DSCF2308 Currently there is a yard sale going on in our front yard. This is the third one we have held in the last five months since we have decided to downsize our lives and move to Guatemala. When we made the decision to do this, it seemed like an easy choice. Why wouldn’t we get rid of the junk that has cluttered our house and lives so long in order to make an eternal difference?

But the reality of actually letting go of the possessions that hold so many memories is actually harder than I anticipated. There are a few items that were especially difficult to see go. Already this morning I said goodbye to my first shotgun (a single shot .410) that my father bought for me when I was ten. The gun is just an object, but the man who gave it to me is a man that I loved dearly and is no longer with us. In some ways, I felt as if I sold a significant link to my dad and wondered, as I did so, if I was betraying him. That was hard. Profit: $55.00.

We also sold our wedding china. I bought it for Wanda right before our wedding. I actually bought two sets of eight because we were planning for years of ministry that would involve lots of entertaining. Of course, we never dreamed we would have ten children, leaving room for only four guests!
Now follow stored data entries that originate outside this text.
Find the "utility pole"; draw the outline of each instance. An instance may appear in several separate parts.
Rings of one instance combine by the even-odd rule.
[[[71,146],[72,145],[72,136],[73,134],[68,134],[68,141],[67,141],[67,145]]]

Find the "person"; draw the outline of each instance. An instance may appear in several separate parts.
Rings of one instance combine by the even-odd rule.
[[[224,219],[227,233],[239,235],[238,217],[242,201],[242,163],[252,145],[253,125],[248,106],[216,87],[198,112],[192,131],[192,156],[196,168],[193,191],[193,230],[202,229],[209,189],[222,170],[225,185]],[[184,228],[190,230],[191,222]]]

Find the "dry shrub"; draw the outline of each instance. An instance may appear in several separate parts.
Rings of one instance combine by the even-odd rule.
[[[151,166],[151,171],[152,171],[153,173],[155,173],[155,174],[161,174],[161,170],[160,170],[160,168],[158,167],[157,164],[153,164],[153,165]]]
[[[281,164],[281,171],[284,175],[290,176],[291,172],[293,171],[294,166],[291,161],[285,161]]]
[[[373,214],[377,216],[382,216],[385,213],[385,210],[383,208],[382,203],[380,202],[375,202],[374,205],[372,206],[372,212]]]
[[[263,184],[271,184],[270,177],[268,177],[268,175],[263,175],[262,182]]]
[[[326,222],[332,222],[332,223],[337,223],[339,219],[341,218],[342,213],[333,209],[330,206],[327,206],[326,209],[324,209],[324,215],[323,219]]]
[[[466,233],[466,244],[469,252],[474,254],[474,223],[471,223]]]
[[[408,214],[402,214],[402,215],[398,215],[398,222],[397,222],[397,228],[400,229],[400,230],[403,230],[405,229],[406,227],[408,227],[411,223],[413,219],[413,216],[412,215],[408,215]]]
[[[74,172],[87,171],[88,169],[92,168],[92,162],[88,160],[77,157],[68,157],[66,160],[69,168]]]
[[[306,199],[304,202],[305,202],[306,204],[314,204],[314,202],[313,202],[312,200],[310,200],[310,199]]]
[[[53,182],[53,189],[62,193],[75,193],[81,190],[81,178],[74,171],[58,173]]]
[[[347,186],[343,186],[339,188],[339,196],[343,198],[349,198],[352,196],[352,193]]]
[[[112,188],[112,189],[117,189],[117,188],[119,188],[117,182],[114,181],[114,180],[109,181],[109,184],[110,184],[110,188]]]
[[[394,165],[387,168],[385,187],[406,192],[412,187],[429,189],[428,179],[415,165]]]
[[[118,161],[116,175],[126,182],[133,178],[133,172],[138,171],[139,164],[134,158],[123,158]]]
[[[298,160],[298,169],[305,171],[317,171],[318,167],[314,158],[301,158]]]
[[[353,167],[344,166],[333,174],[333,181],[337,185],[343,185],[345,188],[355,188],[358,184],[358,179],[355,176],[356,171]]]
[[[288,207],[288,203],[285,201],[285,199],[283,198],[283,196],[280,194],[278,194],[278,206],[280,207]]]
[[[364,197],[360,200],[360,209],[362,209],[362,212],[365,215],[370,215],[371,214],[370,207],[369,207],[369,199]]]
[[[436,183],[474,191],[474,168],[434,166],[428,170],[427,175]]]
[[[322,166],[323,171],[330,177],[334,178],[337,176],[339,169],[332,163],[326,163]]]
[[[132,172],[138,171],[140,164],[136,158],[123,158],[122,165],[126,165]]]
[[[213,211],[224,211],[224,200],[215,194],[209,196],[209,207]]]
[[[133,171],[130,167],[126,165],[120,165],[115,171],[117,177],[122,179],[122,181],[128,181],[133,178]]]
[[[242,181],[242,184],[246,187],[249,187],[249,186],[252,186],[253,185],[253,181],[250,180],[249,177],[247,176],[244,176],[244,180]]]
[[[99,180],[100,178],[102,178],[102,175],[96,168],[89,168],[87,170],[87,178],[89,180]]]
It has traveled with us from Pennsylvania to North Carolina to four houses in Ohio. We ate many special meals off that china and entertained wonderful friends. (Previous members of our leadership teams will remember them from our yearly Christmas dinners.) It has been sold now. Profit: $150.00.

Wanda is selling her favorite childhood toy, a wooden kitchen center with cabinets, a sink, an oven, and a “window” showing a beautiful outdoors scene cut from a magazine. It was made for her by her father, and she loves it dearly. It hasn’t sold yet, but when it does it will leave with some very precious memories. Likely profit: $20.00 – 30.00.

Those are just a few of the hundreds of items to which we are saying goodbye. Birthday and Christmas gifts, lovingly made arts and crafts, my old comic book collection, and so much more. And once they leave, we can never recover or reclaim them. And it can leave me wondering if we are doing the right thing.

Then I think of Guatemala and the children who are waiting for us there. These children were created in the image of God and are so valuable to Him that He died for them. Jesus would never die for an old shotgun or china or a toy. He would not think of dying for a house or an automobile. But He would die for the sake of humanity, His greatest and most loved creation. There is no comparing the value of an object to a life. A life will always outweigh a possession on any worthwhile scale.

And I will take comfort in knowing that my dad, who now has the perfect eternal perspective, would understand and want me to sell anything and everything he gave me in order to save lives and souls. I have not betrayed him, I have honored both him and my heavenly Dad.

So, we will continue to sell our possessions, at times with a tear in our eyes. And we do it so we can get to Guatemala as quickly as possible to love the unloved and care for God’s masterpieces.  Profit: Priceless and Eternal.